Despite the locals’ genuine concerns there are plus sides, the main one being that fish stocks have begun to grow again after decades of over-fishing. But that could be as much due to reduced fishing quotas. Or an unintended consequence of Norway extending its coastal waters to two hundred miles to take take control of the vast oil fields lying deep beneath the seabed. Vast deposits of oil have made this tiny nation of little more than four million inhabitants one of the richest in the world. Extended waters require patrolling. And not only to oversee fishing quotas are enforced. Norway is one of the members of NATO that number Russia as an immediate neighbour. They share a frontier in the extreme north. A reminder of this can be seen in the radome of a listening station at the summit of the highest mountain on the island. While I was there it was possible to approach it quite closely, but I have the feeling it might not be the case now. Radomes are giant globes employed to conceal radar antenna, chiefly used for intercepting communications, from adverse weather conditions and public view.

On returning to my room it felt even chillier. Not knowing know where the heater might be, if indeed it had a heater, I had to suffer. It wasn’t until the end of the afternoon I spied an antiquated contraption in a corner against the wall under the window by the table. Isn’t it funny how some things escape your attention like that?  I’d been working at the table for over a week without seeing it. But I couldn’t tell how, or whether, it functioned. Or what it functioned on. With all the oil and gas coming out of the North Sea it probably used one or the other. It looked as though it used gas, rather than oil. Then again, the chances of piped gas on such a small island were slim. Perhaps it came in some sort of container. On the other hand, if it were fired by oil, I couldn’t see where it went in went in. There was also the small question of where I might find some. I tried to look inside, as the cover was loose at the bottom. All I could see were some dusty, rusty pipe thingamewotsits. It wasn’t any sort of heating machinery I was familiar with. An important looking dial on the front beckoned me to turn it. Against all common sense, I obeyed. But just an incy-wincy bit, half-expecting to hear music. Admittedly, my attempt was on the apprehensive side. Sounds of hissing gas filled my racing thoughts. I pictured myself struggling to turn the dial back, as the deadly fumes overcame me. The dial could even come even off in my hand. If there wasn’t enough time to stick a finger in the inflow pipe, wherever that was, the escaping gas would build up, resulting in a massive explosion. My bloody bits and bobs would be distributed all over Værøy. Isolation on a small island does wonders for the imagination.
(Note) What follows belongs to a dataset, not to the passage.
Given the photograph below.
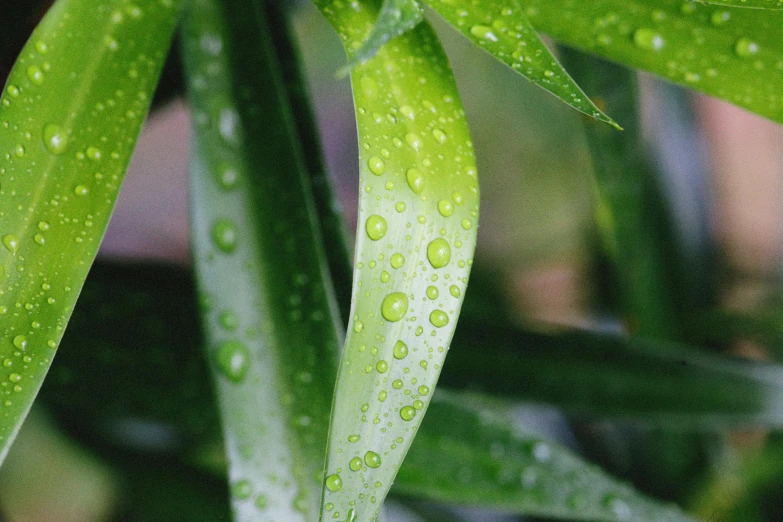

I looked at letters embossed into the metal front. Senking, I’d never heard of that brand before. It sounded Chinese. Come to think of it, it looked Chinese. Something that would’ve been the cutting edge of Chinese heating technology at the height of the Cultural Revolution. Whatever, it also looked very dangerous, and I decided to leave it well alone for the time being.

The best course of action in situations like these is to remember that you’re a man, stick another jumper on, and ignore the cold. After all, according to my diary, it was still summer. Summer on a cold,rocky Arctic islet, maybe, but summer nevertheless.